Seu peito doeu com a ideia, mas um homem que beirava seus 70 anos pigarreou.

— Senhor Lestrad.

— Diga, Veiner — suspirou, não era de se surpreender que a rainha o houvesse mandado para espionar.

— Apenas queria lembrá-lo de que o funeral de sua família será hoje às 16:00. O senhor deve comparecer.

"Certo", pensou.

Não era um pedido ou aviso. Era uma ordem.

Tinha que manter as aparências. Tinha que manter aquela visão de realidade absurda.

A visão de que a maldição de sua família era boato. A visão de que os Lestrad - assim como qualquer outra família nobre -, era unida, se amava e cuidava, mesmo que aquela simples idéia fizesse seu peito doer e seu estômago embrulhar.

Quando Cale tinha sentido amor vindo de sua família?

Quando alguém ali o tinha acolhido?

A resposta era tão simples e singela que chegava a ser dolorida.

Nunca.

Suspirou.

— Vou me trocar e estarei pronto com 20 minutos de antecedência — se viu respondendo com certo clamor.

Era sua última vez servindo aquelas pessoas.

Era sua última vez obedecendo daquela forma.

O seu próprio reflexo no espelho era como uma nuvem do que um dia já foi, mas quem poderia se importar?

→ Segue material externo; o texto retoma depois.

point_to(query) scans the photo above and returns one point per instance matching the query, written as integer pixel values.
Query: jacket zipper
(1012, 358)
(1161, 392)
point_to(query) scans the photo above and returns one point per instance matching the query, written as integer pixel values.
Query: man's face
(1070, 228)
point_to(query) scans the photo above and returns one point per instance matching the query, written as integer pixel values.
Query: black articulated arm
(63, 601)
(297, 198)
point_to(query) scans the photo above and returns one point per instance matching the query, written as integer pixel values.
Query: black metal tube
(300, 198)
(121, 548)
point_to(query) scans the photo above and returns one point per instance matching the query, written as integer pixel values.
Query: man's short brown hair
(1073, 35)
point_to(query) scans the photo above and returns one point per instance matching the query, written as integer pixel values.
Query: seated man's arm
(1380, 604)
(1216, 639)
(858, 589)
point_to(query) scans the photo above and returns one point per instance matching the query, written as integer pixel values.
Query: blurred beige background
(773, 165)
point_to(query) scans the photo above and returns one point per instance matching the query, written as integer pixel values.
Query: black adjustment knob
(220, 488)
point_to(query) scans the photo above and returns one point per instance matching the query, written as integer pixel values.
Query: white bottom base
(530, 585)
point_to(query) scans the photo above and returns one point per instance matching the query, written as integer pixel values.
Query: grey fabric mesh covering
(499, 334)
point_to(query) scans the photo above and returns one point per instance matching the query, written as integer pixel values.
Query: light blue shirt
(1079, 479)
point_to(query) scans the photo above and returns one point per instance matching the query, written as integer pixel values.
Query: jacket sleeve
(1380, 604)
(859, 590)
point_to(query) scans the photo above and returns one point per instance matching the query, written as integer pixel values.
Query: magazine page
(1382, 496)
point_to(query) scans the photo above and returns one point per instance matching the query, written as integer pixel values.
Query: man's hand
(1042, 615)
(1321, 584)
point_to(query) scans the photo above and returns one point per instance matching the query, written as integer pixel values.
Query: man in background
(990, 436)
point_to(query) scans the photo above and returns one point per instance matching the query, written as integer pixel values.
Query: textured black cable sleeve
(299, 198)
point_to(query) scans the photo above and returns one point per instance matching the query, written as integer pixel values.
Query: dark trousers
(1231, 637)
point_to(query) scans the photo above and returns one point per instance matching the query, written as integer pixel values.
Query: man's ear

Não havia mais ninguém.

Sorriu.

Uma tarde clara, que se tornou nublada assim que seus pés tocaram o solo do cemitério.

Era um domingo, não era?

Suspirou.

Meia dúzia de palavras foram jogadas fora, ele fingiu chorar e então todos se foram.

— A carruagem o aguarda — Veiner disse, a mão atrás das costas como gesto de cortesia.

Cale suspirou, sua memória era ruim, mas ainda se recordava da vizinhança, do lago.

Um lago pequeno, quase moribundo, em frente a uma igreja ridícula que possuía um vitral bonito.

— Eu vou andando, quero caminhar.

Os olhos do senhor se arregalaram.

— Senhor Lestrad... sua mansão fica à 2 horas de carruagem...

— Eu irei caminhar — insistiu — quando desejar retornar a minha casa, alugo uma carruagem. Me deixe pensar sozinho, Veiner. É meu novo mordomo, não meu pai — a última parte saiu em um quase rosnado e sem esperar uma resposta do homem da rainha. Cale se foi.